- Film poster
- French: Qu’est-ce qu’on fait ici ?
- Directed by: Julie Hivon
- Written by: Julie Hivon
- Produced by: François Delisle Maxime Bernard
- Starring: Charles-Alexandre Dubé Joëlle Paré Beaulieu Sophie Desmarais
- Cinematography: Claudine Sauvé
- Edited by: Natalie Lamoureux
- Production company: Films 53/12
- Distributed by: K Films Amérique
- Release date: September 15, 2014 (Cinéfest);
- Running time: 98 minutes
- Country: Canada
- Language: French

= What Are We Doing Here? (film) =

What Are We Doing Here? (Qu’est-ce qu’on fait ici ?) is a Canadian drama film, directed by Julie Hivon and released in 2014. The film centres on a group of friends in their 20s whose lives are shattered when one of them, Yan (Frédéric Millaire-Zouvi), dies in a car accident.

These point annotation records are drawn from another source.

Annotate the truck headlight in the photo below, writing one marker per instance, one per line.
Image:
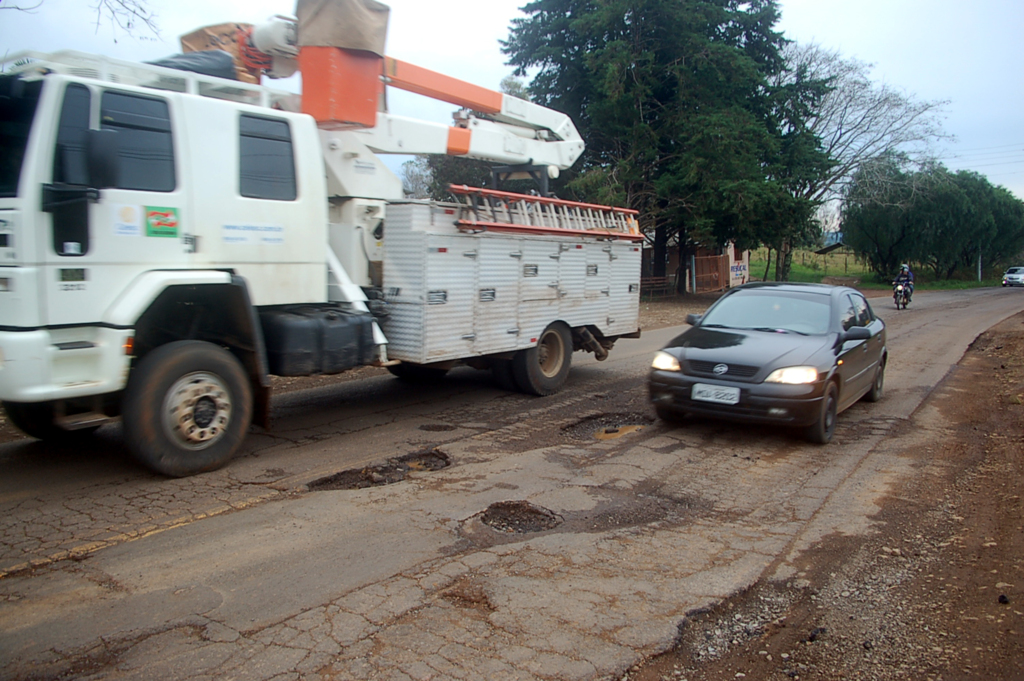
(666, 363)
(794, 375)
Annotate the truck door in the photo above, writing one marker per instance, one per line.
(99, 240)
(496, 318)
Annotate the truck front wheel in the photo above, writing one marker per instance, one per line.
(542, 370)
(187, 408)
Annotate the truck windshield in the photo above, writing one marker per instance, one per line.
(17, 107)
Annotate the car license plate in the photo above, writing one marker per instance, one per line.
(715, 393)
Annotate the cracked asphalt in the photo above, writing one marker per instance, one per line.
(108, 571)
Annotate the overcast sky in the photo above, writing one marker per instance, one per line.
(970, 53)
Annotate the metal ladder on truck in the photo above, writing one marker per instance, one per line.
(489, 210)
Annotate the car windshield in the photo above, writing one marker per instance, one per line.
(772, 310)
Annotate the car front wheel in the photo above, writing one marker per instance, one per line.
(824, 427)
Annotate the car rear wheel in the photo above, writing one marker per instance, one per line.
(875, 394)
(824, 427)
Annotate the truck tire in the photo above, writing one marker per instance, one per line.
(417, 373)
(186, 409)
(37, 420)
(542, 370)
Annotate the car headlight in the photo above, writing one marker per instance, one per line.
(666, 363)
(794, 375)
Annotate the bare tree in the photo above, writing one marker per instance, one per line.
(131, 16)
(416, 177)
(859, 120)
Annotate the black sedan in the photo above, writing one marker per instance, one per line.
(793, 354)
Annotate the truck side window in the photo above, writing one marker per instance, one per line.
(69, 161)
(266, 165)
(145, 146)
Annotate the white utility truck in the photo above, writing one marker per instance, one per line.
(169, 240)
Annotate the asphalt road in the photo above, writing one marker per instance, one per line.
(110, 571)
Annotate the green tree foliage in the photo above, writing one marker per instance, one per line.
(681, 122)
(929, 215)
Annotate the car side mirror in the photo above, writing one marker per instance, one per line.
(856, 333)
(101, 158)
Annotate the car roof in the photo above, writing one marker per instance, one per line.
(794, 287)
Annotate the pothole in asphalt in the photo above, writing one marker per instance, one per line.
(437, 427)
(392, 470)
(606, 426)
(519, 517)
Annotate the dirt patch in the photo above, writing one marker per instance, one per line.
(389, 472)
(606, 426)
(519, 517)
(936, 593)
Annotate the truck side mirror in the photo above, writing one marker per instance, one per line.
(101, 158)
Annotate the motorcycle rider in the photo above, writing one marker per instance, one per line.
(905, 278)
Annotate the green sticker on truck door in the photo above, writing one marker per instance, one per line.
(161, 221)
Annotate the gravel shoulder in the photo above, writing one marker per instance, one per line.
(936, 591)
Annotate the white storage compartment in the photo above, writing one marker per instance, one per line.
(455, 295)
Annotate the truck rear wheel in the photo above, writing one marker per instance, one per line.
(39, 421)
(542, 370)
(187, 408)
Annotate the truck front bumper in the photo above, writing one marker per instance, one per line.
(44, 365)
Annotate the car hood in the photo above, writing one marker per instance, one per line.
(763, 349)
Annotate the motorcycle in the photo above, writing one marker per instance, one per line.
(901, 295)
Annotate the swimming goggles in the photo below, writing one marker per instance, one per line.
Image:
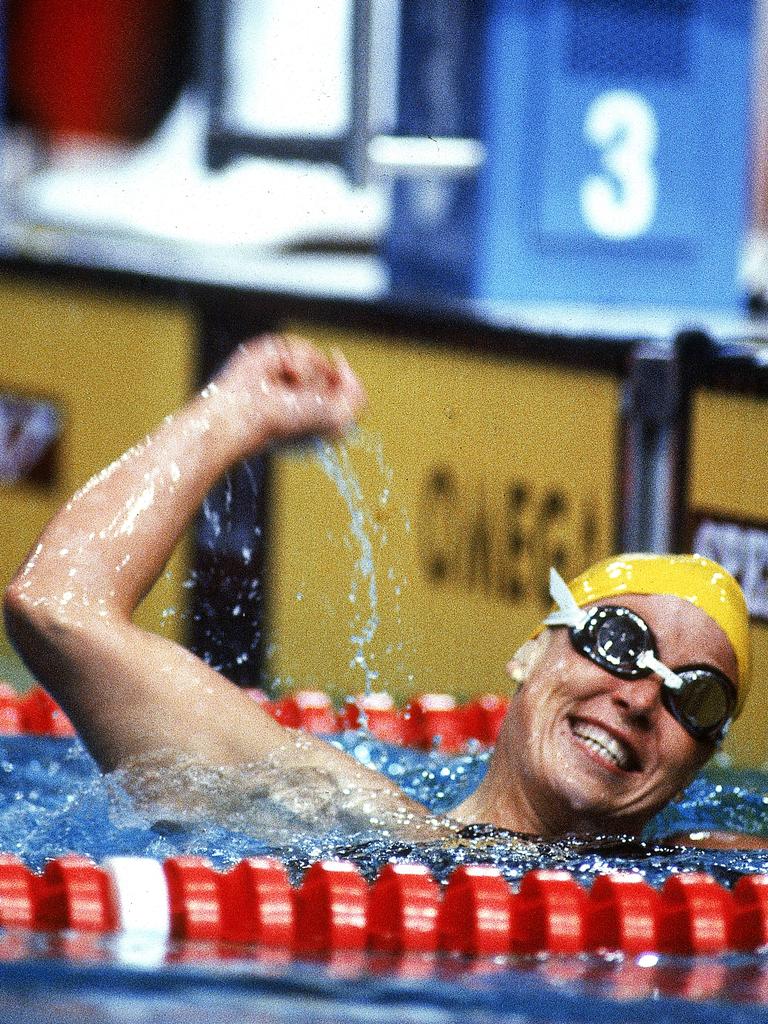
(699, 697)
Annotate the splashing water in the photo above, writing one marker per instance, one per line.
(335, 460)
(53, 800)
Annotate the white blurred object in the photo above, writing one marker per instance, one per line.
(163, 189)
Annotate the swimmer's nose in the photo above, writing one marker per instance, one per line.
(638, 698)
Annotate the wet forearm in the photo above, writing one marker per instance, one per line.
(105, 547)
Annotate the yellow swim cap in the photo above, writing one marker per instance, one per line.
(692, 578)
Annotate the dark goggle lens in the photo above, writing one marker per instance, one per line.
(704, 705)
(614, 638)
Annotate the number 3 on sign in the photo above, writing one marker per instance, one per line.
(622, 202)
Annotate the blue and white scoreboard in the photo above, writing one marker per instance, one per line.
(612, 150)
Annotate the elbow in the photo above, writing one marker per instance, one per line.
(20, 615)
(33, 623)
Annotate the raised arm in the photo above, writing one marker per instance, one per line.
(69, 608)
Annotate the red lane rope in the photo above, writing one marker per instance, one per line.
(427, 721)
(334, 910)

The film stars Charles-Alexandre Dubé as Simon, Joëlle Paré Beaulieu as Roxanne, Maxime Dumontier as Max, Sophie Desmarais as Lily, Marie-Soleil Dion as Rosalie, and Guylaine Tremblay as Roxanne's mother Nicole.

The film was shot in 2013, primarily in Saint-Amable and Granby, Quebec.

Paré-Beaulieu received a Jutra Award nomination for Best Actress at the 17th Jutra Awards.